Moçambique deverá estar representado pelo Presidente da República, Filipe Nyusi.
O encontro dos chefes de Estado e de Governo dos 55 Estados-membros da organização acontece num contexto em que a União Africana decidiu dedicar o ano de 2019 aos refugiados, retornados e deslocados internos no continente africano.
Em cima da mesa estará, no âmbito do projeto de reforma da organização, a proposta de criação de um departamento de saúde, assuntos humanitários e desenvolvimento social para tratar as questões dos refugiados e deslocados, retirando-as do atual departamento de assuntos políticos.
África acolhe 6,3 milhões de refugiados e 14,5 milhões de deslocados internos e, com a criação do novo departamento, a União Africana pretende sinalizar a sua preocupação com esta realidade e a vontade de atacar as suas causas.
Para o presidente da comissão da UA, Moussa Faki Mahamat, a escolha deste tema “ilustra a renovada vontade dos líderes de encontrarem uma resposta duradoura para a incómoda questão dos deslocamentos forçados”.

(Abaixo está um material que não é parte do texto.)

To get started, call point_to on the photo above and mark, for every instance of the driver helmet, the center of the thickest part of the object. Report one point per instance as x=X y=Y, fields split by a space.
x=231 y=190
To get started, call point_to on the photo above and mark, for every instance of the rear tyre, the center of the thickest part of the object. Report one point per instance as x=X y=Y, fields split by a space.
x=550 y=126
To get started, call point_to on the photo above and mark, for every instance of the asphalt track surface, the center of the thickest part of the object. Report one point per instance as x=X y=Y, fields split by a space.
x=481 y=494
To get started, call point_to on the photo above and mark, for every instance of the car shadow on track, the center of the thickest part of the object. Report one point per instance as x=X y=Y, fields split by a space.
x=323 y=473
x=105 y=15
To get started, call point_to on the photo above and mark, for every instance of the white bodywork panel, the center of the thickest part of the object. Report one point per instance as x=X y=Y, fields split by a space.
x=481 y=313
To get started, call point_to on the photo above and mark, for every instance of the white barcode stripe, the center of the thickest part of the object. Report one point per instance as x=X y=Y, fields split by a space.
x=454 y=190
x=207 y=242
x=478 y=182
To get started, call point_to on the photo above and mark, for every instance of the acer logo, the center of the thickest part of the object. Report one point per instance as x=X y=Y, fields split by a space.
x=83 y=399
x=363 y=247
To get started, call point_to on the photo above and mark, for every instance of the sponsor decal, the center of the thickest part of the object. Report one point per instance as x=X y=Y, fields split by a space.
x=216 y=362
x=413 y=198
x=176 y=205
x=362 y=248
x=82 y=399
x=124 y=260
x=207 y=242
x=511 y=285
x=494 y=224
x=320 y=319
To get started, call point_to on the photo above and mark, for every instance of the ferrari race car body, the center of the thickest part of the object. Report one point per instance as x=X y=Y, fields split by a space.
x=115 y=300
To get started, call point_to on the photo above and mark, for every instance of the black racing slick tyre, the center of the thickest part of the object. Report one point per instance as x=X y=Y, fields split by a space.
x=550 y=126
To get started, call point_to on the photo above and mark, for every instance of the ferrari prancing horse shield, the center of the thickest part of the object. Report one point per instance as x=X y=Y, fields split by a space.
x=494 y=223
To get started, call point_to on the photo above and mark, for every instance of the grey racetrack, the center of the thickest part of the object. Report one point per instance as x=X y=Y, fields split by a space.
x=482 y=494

“Temos uma dupla responsabilidade. Por um lado, é importante que África, enquanto procura o contínuo apoio da comunidade internacional, contribua mais significativamente para a mobilização de ajuda humanitária. […] Por outro lado, devemos atuar mais eficazmente nos conflitos e crises que são a causa primeira dos deslocamentos forçados”, defendeu.
A cimeira, que é antecedida da 34.ª reunião ordinária do Conselho Executivo, composto por ministros dos 55 Estados-membros, a decorrer desde quinta-feira, deverá igualmente validar o consenso obtido em novembro, numa reunião extraordinária sobre a reforma institucional da organização.
No discurso de abertura da reunião do Conselho Executivo, Moussa Faki Mahamat, sublinhou os progressos alcançados no processo de criação da Zona de Comércio Livre.
“Ao ritmo atual de ratificação, podemos antecipar a entrada em vigor do acordo nas próximas semanas. Espero que os seis países que ainda não assinaram o documento o façam o mais depressa possível e que aqueles que já assinaram concluam rapidamente o processo de ratificação”, disse.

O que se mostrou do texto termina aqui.